The Czech currency gained 0.2 percent to 25.643 per euro by 3:24 p.m. in Prague, snapping a 0.3 percent retreat in the previous three sessions. Yields on the government’s five-year koruna bonds rose two basis point, or 0.02 percentage point, to 0.91 percent, generic indexes compiled by Bloomberg show.
The median estimate of 11 economists in a Bloomberg survey was for a 5.7 percent drop in sales.
The central bank reduced the interest rate to 0.05 percent last year.
The koruna is still down 2.2 percent this year and 4.3 percent since Sept. 17, a day before Governor Miroslav Singer first signaled the possibility of a market intervention. The CNB last stepped into the market to weaken the koruna more than 10 years ago, buying $438 million and 444 million euros ($600 million) in September 2002, according to data on its website.
Ceska Sporitelna recommended buying the koruna a week ago, saying the slump was overdone and the central bank would not intervene at levels between 25 and 26 per euro. The Czech currency could appreciate to 25.30 per euro in three months, the unit of Erste Group Bank AG said in the Jan 28 report.

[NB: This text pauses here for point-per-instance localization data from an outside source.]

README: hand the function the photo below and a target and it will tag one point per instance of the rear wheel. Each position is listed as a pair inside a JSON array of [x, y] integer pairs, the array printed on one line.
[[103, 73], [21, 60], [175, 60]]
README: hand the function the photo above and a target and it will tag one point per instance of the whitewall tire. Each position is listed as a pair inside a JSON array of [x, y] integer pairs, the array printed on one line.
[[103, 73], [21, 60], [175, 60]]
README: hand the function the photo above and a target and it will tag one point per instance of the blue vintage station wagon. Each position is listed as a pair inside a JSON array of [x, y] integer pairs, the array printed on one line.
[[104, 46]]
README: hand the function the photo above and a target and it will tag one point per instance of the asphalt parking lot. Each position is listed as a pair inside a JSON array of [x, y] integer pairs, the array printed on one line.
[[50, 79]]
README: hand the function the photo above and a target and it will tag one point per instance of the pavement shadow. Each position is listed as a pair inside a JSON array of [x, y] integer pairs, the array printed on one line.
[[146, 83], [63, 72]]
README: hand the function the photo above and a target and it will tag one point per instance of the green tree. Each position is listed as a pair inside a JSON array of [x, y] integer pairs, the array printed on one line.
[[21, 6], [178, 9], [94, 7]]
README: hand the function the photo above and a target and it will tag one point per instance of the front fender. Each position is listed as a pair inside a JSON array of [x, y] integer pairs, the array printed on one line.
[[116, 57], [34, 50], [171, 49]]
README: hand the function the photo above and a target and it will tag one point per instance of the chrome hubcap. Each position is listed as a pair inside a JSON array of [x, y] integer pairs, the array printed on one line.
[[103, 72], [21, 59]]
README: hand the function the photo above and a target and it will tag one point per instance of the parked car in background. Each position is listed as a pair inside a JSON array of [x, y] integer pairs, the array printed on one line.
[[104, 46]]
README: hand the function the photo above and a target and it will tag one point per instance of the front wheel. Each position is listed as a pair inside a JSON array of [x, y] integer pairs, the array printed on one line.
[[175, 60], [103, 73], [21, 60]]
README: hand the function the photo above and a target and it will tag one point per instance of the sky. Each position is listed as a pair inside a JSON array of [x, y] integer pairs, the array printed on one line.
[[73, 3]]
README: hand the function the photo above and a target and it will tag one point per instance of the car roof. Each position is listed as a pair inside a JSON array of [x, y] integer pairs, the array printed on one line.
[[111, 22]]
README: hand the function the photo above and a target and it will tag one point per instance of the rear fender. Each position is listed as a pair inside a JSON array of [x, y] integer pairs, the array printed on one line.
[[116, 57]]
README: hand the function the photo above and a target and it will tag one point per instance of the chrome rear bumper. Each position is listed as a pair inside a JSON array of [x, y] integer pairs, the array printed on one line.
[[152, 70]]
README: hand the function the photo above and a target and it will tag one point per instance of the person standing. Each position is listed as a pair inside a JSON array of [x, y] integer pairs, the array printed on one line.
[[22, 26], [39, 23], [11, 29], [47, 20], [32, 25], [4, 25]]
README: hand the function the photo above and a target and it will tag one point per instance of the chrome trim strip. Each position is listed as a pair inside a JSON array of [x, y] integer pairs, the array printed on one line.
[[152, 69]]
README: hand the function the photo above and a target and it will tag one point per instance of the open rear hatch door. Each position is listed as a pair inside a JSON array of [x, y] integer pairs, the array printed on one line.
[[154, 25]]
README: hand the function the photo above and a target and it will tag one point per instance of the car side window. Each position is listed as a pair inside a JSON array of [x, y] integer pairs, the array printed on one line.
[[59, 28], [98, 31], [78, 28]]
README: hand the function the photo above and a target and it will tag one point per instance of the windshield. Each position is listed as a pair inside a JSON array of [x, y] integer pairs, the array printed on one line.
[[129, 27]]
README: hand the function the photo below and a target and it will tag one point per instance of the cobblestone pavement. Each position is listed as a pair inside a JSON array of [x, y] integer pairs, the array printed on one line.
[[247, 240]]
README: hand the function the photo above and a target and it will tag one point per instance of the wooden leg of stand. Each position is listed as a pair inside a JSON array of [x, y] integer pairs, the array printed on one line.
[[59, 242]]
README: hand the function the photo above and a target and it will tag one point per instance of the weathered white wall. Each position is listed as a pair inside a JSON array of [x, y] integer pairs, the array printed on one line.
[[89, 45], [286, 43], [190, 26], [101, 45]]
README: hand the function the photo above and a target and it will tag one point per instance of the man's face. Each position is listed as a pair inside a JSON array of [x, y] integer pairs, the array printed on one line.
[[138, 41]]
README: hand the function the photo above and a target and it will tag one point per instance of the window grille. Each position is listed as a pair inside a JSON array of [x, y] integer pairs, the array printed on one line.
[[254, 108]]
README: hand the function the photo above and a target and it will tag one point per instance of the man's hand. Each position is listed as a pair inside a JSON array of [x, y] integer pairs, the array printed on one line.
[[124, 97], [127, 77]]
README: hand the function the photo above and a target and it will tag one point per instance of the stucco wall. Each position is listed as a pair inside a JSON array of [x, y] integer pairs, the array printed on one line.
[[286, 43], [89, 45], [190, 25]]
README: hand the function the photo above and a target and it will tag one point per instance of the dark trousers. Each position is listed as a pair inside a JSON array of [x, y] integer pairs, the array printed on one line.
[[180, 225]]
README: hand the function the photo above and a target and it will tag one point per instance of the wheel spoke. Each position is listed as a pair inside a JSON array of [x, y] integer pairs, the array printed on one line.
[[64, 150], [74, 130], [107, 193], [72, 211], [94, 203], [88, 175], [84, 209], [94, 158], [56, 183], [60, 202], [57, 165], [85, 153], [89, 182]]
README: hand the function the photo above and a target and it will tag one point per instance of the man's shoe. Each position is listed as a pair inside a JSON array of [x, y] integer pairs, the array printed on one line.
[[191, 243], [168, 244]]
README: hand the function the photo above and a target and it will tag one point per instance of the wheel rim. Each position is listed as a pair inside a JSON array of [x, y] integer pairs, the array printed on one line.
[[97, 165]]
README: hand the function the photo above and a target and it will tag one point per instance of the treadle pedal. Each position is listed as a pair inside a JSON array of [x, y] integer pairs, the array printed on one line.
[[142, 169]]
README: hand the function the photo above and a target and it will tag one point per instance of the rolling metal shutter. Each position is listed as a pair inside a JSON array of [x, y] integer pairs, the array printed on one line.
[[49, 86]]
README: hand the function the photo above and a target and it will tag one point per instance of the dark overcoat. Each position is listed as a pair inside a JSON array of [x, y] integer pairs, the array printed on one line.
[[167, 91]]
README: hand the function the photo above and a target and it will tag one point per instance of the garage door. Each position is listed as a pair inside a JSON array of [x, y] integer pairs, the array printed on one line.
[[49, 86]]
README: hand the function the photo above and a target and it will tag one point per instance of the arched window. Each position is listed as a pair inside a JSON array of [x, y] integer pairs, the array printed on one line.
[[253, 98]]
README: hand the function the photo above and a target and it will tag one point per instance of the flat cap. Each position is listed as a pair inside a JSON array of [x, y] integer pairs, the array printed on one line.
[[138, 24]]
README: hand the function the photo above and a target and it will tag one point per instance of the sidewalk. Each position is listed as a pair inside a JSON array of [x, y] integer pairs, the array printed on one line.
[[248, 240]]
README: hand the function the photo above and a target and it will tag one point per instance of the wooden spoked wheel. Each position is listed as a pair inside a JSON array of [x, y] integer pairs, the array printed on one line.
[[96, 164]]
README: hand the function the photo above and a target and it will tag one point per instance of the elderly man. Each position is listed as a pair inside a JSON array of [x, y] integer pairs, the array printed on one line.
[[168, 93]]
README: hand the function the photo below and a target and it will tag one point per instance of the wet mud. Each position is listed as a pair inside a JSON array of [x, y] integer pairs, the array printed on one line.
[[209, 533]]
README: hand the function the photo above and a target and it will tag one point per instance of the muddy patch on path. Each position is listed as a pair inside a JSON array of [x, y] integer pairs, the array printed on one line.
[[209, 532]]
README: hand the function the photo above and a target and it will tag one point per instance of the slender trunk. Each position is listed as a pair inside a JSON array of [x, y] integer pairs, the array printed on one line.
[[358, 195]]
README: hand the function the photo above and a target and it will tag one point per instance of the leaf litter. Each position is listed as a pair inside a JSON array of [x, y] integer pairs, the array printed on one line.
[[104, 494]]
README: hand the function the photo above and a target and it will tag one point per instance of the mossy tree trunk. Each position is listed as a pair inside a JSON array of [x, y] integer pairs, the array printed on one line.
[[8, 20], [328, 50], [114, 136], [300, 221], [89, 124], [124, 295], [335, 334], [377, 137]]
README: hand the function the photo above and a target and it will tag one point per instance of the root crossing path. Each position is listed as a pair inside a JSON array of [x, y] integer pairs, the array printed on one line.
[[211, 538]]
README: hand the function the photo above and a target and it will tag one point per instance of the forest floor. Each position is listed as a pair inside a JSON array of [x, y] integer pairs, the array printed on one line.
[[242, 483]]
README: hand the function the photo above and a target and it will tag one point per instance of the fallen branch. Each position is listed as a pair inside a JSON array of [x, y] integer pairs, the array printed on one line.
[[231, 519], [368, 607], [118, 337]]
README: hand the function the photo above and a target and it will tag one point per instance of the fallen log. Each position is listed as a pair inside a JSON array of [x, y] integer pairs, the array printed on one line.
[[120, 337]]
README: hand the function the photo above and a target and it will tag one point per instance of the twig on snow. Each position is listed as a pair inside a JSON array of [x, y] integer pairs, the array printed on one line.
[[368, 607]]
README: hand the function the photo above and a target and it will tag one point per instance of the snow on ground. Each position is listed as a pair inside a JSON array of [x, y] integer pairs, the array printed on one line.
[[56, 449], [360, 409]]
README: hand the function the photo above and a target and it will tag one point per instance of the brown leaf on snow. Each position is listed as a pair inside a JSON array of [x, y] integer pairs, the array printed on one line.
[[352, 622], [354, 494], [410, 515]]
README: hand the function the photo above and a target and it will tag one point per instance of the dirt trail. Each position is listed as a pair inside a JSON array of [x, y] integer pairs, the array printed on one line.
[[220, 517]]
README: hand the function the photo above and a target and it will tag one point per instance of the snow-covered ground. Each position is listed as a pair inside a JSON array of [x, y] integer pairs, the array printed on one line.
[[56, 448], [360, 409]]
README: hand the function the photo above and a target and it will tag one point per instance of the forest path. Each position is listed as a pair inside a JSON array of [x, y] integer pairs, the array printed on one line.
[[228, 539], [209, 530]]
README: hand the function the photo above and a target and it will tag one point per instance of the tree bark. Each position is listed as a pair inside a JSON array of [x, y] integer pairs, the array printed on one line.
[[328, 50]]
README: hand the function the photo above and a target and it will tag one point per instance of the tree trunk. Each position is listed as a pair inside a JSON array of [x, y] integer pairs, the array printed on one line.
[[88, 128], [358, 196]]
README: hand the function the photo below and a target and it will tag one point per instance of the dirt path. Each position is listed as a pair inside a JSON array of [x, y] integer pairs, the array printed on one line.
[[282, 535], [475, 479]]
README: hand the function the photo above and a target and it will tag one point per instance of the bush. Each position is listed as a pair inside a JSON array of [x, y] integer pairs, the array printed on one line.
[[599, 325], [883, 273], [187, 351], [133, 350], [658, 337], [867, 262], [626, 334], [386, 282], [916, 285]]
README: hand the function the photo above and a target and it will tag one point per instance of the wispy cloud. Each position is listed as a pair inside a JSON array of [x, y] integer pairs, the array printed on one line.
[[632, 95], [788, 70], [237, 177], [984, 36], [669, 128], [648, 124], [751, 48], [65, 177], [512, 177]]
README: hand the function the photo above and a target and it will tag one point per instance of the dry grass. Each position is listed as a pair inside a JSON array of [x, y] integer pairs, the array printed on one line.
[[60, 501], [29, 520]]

The CNB is likely to say after tomorrow’s meeting that its outlook on the economy has worsened and may signal it’s in favor of selling the currency, Stanislava Pravdova, an analyst at Danske Bank A/S in Copenhagen, wrote in a Jan. 31 report.
“We do not think better retail sales should give the CNB sufficient cause to bring a halt to monetary-policy easing,” Jaromir Sindel, a Prague-based economist at Citigroup Inc., wrote in a report to clients today.